Professor Kelvin Yeung is a renowned expert in orthopaedic biomaterial research, with a primary focus on the design of orthopaedic biomaterials, antibacterial nano-materials, 3D bio-printing, and musculoskeletal tissue engineering. He obtained his bachelor's degree in materials science and further pursued a master's degree and PhD in orthopaedic science at the University of Hong Kong's Medical Faculty. Over the years, he has concentrated on bone-to-implant osseointegration, bone regeneration, and antibacterial treatments.

Currently, Professor Yeung serves as a tenured full professor, chief of the research division, and departmental research and postgraduate advisor in the Department of Orthopaedics and Traumatology, School of Clinical Medicine, LKS Faculty of Medicine (HKUMed), at The University of Hong Kong. His impressive h-index (Scopus) is 78, with over 20,000 citations and 85 (Google Scholar) with 24,000+ citations and an i10-index of 255. He has been recognized as one of the Highly Cited Researchers 2023 (cross-field), ranking among the Top 1% Scholars Worldwide in the field of biomaterials by Clarivate Analytics' Essential Science Indicators (ESI) and among the World's Top 2% Scientists in standardized citation indicators (Biomedical Engineering) since 2014. In 2023, he ranked #1926 globally and #486 in China under the category of materials science (Research.com). Beyond his extensive publication record, which includes over 290 peer-reviewed SCI journal papers and 41 filed full patents in various countries, Professor Yeung co-founded OrthoSmart Limited with two senior colleagues to translate their research findings into clinical applications. He also serves as a consultant for several Hong Kong-listed medical and biomaterials corporations.

Active in local and international academic bodies, Professor Yeung has held several executive positions. He is the Associate Editor of Bioactive Materials Journal (Impact factor (2022): 18.9, Ranking: 1/45 in materials science (Biomaterials)), Secretary and founding member of the Chinese Association for Biomaterials (CAB), Chair of Orthopaedic Biomaterials for the Society for Biomaterials (SFB) USA, past Treasurer of CAB, and past Vice-Chair of SFB Orthopaedic Biomaterials. Moreover, he has been appointed as the Associate Dean of Student Affairs for the Centre of Development and Resources for Students (CEDARS) by the University, where he oversees the student matters.

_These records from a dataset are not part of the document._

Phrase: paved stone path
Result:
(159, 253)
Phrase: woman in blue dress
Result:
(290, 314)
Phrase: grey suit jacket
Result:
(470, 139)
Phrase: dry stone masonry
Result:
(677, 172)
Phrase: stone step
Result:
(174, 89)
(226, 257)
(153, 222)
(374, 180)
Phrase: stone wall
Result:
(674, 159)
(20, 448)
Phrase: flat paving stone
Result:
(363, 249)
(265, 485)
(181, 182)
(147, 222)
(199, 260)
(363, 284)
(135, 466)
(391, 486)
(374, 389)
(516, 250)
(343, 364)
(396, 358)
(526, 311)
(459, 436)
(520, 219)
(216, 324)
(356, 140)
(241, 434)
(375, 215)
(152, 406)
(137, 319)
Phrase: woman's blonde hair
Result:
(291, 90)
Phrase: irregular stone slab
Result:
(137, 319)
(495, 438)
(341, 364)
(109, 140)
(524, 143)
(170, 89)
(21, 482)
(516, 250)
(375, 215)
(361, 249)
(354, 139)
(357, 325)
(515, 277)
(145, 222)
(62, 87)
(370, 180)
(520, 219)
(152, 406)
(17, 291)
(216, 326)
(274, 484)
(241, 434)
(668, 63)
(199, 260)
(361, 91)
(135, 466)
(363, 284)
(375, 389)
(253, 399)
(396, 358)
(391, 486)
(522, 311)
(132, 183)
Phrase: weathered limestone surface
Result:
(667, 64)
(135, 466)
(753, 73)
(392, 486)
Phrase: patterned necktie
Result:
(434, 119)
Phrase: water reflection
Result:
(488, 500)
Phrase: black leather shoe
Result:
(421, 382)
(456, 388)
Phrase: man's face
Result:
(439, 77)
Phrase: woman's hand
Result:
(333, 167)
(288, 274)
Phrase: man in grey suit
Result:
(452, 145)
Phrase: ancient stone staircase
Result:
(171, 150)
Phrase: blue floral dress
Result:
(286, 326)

Topic title: Multiple cations enriched in bone tissue microenvironment can induce superior bone regeneration mediated by the CNS-skeletal circuit

Abstract:

3D-printed titanium (Ti) scaffolds are the most widely used implantable material for the management of segmental bone defects. However, rapid bone-to-implant osteointegration is rarely occurred after surgery. In this study, we investigated the possibility of enhancing bone regeneration by utilizing a relatively new pathway, namely central nervous system (CNS)-skeletal axis or skeletal interoception. We accomplished this by delivering three bivalent metallic ions (i.e., magnesium, zinc, and copper) into the bone tissue microenvironment under a controlled manner. The combination of these ions was specifically designed to promote in situ intramembranous bone formation, and we also investigated the underlying mechanism.

To evaluate the effectiveness of this approach, we injected alginate hydrogels loaded with these cations into the femoral defect of knock-out mouse models, including iDTRLysM+/− and TrkAfl/fl mice. We assessed new bone formation through micro-CT, mechanical testing, as well as various histological and immunochemical analyses.

Our findings indicate that these cations stimulate skeleton interoception by promoting prostaglandin E2 secretion from macrophages, which triggers an immune response. This response is accompanied by the growth and branching of calcitonin gene-related polypeptide-α+ nerve fibers that detect the inflammatory cue with PGE2 receptor 4 and transmit the interoceptive signals to the central nervous system. Activating skeleton interoception downregulates sympathetic tone, promoting new bone formation. Additionally, either macrophage depletion or knockout of cyclooxygenase-2 in macrophages eliminates divalent cation-induced skeleton interoception. Furthermore, sensory denervation or knockout of EP4 in sensory nerves eliminates the osteogenic effects of divalent cations.

The findings of this study could pave the way for the development of novel biomaterials that harness the therapeutic power of these divalent cations to promote bone regeneration effectively. The study also highlights the importance of the CNS-skeletal axis in bone regeneration and the potential for developing new therapies that target this pathway.